Aquilegia kanawarensis

Scientific classification
- Kingdom: Plantae
- Clade: Tracheophytes
- Clade: Angiosperms
- Clade: Eudicots
- Order: Ranunculales
- Family: Ranunculaceae
- Genus: Aquilegia
- Species: A. kanawarensis
- Binomial name: Aquilegia kanawarensis Jacquem. ex Cambess.
- Synonyms: Aquilegia fragrans var. kanawarensis (Jacquem. ex Cambess.) Riedl ; Aquilegia vulgaris var. kanawarensis (Jacquem. ex Cambess.) Brühl ; Aquilegia baltistanica Qureshi & Chaudhri ; Aquilegia nakaoi Tamura [es] ;

= Aquilegia kanawarensis =

- Genus: Aquilegia
- Species: kanawarensis
- Authority: Jacquem. ex Cambess.

Species of flowering plant

Aquilegia kanawarensis is a perennial flowering plant in the family Ranunculaceae, native to northern Pakistan and the Western Himalayas.

==Description==
Aquilegia kanawarensis is a perennial herbaceous plant with a thick, branched root and a short, erect stem covered in glandular-pubescent hairs.
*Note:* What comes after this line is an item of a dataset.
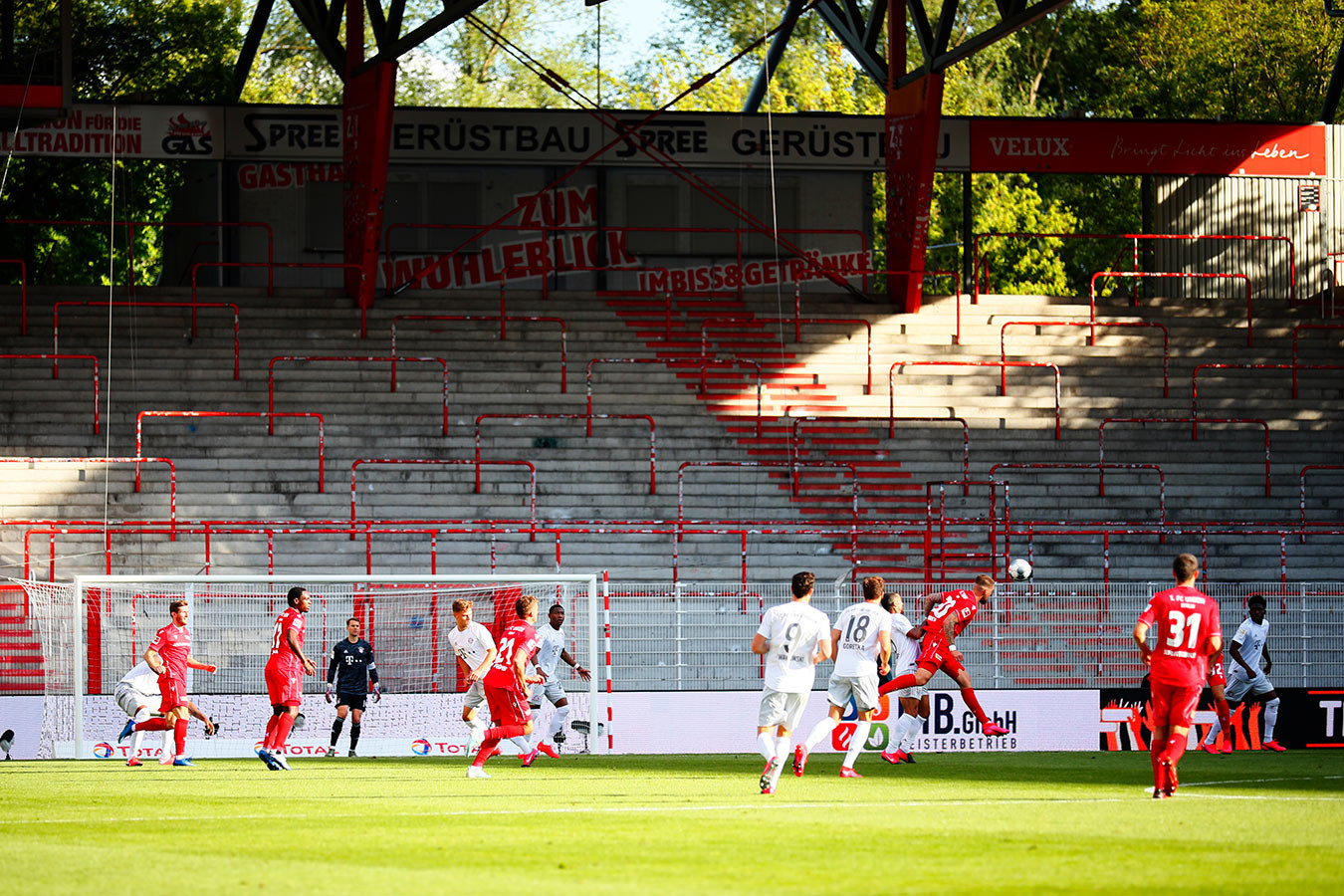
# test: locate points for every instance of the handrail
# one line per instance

The leaves are biternate or triternate (i.e. having three segments, each of which is biternate) and pubescent on both sides, with long stalks. The flowers are nodding and have oblong, downy, pale violet sepals. The petals are shorter than the sepals, egg-shaped, and pale yellow-white or ochre-white in colour, with straight nectar spurs. The stamens are shorter than the petals, and the anthers are oblong.

==Taxonomy==
Aquilegia kanawarensis was formally described by the French botanist Jacques Cambessèdes in 1841 from an initial description made by his compatriot Victor Jacquemont, who collected the type specimen from a rock fissure at around 3500 m altitude in Kinnaur district in Himachal Pradesh, and additional specimens from the Gombour estate on the Kashmiri border with Tibet.

===Etymology===
The specific epithet kanawarensis means "of or from Kinnaur" (spelt Kanaor in the original species description), referring to the district where the species was first found.
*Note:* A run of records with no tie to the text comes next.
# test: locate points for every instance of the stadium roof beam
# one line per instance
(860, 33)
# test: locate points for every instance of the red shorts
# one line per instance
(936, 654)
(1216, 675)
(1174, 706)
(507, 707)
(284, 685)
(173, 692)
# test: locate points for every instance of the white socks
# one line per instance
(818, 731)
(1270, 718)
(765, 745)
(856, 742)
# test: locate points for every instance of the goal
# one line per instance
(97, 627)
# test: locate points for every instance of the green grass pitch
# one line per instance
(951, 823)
==Distribution and habitat==
Aquilegia kanawarensis is native to the subalpine zone of the Western Himalayas in Pakistan and India. It grows in rock fissures and humid grassy areas at elevations around 3000–3500 m.

==Conservation==
As of February 2025, the species has not been assessed for the IUCN Red List.

==Ecology==
Aquilegia kanawarensis flowers in August.

==Uses==
In the Theeing and Parishing valleys of Astore District in Pakistan-administered Gilgit-Baltistan, Aquilegia kanawarensis is known as shash and valued as an ornamental plant. It is also used medicinally in these areas as a decoction to induce perspiration, promote urination, treat urinary tract infections, combat parasites, and as an astringent and a purifying agent.